For the first time, the iron complex formed in the classic ‘ring test’ for nitrate ions has been isolated.1 The team behind the work hoped to settle the question over the metal’s oxidation state that has baffled chemists for half a century. But the brown ring compound turned out to break the rules and, according to the researchers, challenge the concept of ‘oxidation state’ as defined by the International Union of Pure and Applied Chemistry (Iupac).

An image showing the “brown ring” which forms between the bottom layer of concentrated sulfuric acid and the top layer that contains ferrous sulfate and nitrate.

Source: © 2019 Wiley-VCH Verlag GmbH & Co. KGaA, Weinheim

The brown ring that forms between a layer of sulfuric acid and iron sulfate is a classic indicator of the presence of nitrate ions

The ring test for nitrate ions is a staple of undergraduate inorganic analysis. Concentrated sulfuric acid and an iron sulfate solution are poured into a test tube, the sample for testing added and if nitrate ions are present a brown ring will appear between the acid and sulfate. Although chemists have known about the compound that makes the brown ring for more than 100 years, it remained elusive – nobody could crystallise the iron–nitrosyl complex.

Chemists studying the unstable molecule in solution puzzled over what oxidation state to assign to iron. Suggestions ranged from iron(I) bound to an NO+ ligand, to iron(II) with a neutral NO ligand or even iron(III) attached to an NO.

Maybe the problem is our mania for classifying things

Pedro Salvador, University of Girona

Now, Peter Klüfers and Georg Monsch from the Ludwig Maximilian University of Munich, Germany, have grown the first crystals of the brown ring ion. Key to their success was a large gallate counterion featuring perfluoropinacolato ligands. The brown ring ion turned out to be a +2 cation, surrounded by five water molecules and one nitrosyl ligand.

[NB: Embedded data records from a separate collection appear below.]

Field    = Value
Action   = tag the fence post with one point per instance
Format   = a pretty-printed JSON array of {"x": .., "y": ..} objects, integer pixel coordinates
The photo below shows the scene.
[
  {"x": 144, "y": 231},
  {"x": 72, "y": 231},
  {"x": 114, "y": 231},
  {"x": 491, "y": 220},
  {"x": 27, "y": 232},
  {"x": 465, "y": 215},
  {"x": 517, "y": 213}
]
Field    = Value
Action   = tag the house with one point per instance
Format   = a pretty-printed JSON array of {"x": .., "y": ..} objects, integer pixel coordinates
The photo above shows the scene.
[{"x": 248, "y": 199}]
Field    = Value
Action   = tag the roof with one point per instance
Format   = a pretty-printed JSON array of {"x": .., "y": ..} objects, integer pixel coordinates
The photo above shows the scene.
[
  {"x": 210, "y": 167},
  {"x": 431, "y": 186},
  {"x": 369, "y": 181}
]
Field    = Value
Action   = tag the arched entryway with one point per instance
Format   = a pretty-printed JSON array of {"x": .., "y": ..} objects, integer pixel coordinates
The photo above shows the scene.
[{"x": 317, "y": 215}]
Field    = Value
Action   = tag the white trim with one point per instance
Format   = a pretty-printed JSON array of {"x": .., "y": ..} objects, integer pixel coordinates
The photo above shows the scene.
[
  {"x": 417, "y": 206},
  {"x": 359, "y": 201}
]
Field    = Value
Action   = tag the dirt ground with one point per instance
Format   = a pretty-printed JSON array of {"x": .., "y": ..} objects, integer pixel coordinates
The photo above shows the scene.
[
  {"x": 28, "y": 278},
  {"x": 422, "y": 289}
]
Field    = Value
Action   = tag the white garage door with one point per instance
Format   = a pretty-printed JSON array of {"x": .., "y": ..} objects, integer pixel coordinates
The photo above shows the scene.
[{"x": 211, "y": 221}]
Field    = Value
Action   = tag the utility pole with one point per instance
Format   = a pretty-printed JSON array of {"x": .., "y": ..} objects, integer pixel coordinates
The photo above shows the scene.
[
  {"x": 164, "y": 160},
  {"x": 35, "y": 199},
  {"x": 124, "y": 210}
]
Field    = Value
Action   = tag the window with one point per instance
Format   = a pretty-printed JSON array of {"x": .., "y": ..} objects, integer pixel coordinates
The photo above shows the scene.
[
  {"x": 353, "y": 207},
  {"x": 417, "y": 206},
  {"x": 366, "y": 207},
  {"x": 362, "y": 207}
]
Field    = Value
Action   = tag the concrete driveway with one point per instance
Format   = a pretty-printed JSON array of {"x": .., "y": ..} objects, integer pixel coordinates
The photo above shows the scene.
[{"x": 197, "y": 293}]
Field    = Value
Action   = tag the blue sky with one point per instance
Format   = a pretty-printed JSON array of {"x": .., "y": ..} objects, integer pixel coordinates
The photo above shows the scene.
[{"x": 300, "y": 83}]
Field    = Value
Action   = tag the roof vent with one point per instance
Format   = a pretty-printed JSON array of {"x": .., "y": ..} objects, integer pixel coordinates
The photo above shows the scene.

However, their discovery does not provide a definitive answer to the question of iron’s oxidation state. Instead, it ‘challenges the concept of “oxidation state” itself’, the authors write.

According to Iupac’s oxidation state rules,2 electrons in a bond are assigned to the most electronegative element. Nitrosyl is already recognised as a special case, often giving ambiguous results.

A new spin on things

An image showing the spin population in some species with dominant M–L p-bonding

Source: © 2019 Wiley-VCH Verlag GmbH & Co. KGaA, Weinheim

The spin population of some species, including that of the brown ring complex that forms in the test for nitrate ions (top left)

In the brown ring chromophore, unpaired electrons and spin polarisation complicate the situation. ‘When they looked at which electrons belong to which atom, they found out that the spin up and spin down electrons behave differently. The spin up electrons would be assigned to one atom and the spin down to another,’ explains Pedro Salvador from the University of Girona, Spain, who helped Klüfers and Monsch determine the ring ion’s oxidation state.

Salvador’s effective oxidation state method unravels electron distributions from orbital calculations to assign integer oxidation states. Usually, it comes up with the same number as a back-of-the-envelope calculation using Lewis structures. But the brown ring ion isn’t a clear-cut case. Depending on the type of orbital calculation Klüfers’ team used, iron is either +1 or +3.

The brown ring’s spin polarisation makes it incompatible with Iupac’s ‘winner takes it all’ rule. ‘This case is currently not covered by the rules despite the fact that alpha–beta [spin] separation is the standard in contemporary computational approaches,’ says Klüfers.

Iupac already recognises the problems associated with ligands like nitrosyl, says Josef Takats, from the University of Alberta, Canada, who was part of the team that compiled the recommendation in 2016. ‘It explicitly recognised that there are “limits beyond which oxidation state ceases to be well defined or becomes ambiguous” and such cases are described and discussed.’ Another member of the Iupac team, Patrick McArdle from the National University of Ireland Galway adds that ‘doing molecular orbital calculations is not a good way to find out about oxidation state’. ‘We decided to go with a definition based on simple straightforward rules that could be applied to any compound.’

McArdle points out that the Munich team acknowledges that ‘there are no mandatory reasons to deprecate the Fe(I)NO+ formula in favour of anything else’. ‘That is the formula that comes from the definition as it is,’ he says.

‘Maybe the problem is our mania for classifying things,’ Salvador muses. While oxidation states help chemists predict and rationalise reactivity patterns, ‘for some molecules we believe that following the Iupac rules you cannot get what chemical intuition will tell you’, he adds.

‘In the [Iupac] task group they didn’t pay much attention to what calculations can do about ambiguous cases and perhaps they could have a little bit,’ Salvador says. ‘But chemistry is very complicated and it’s difficult to have only a single rule for everything.’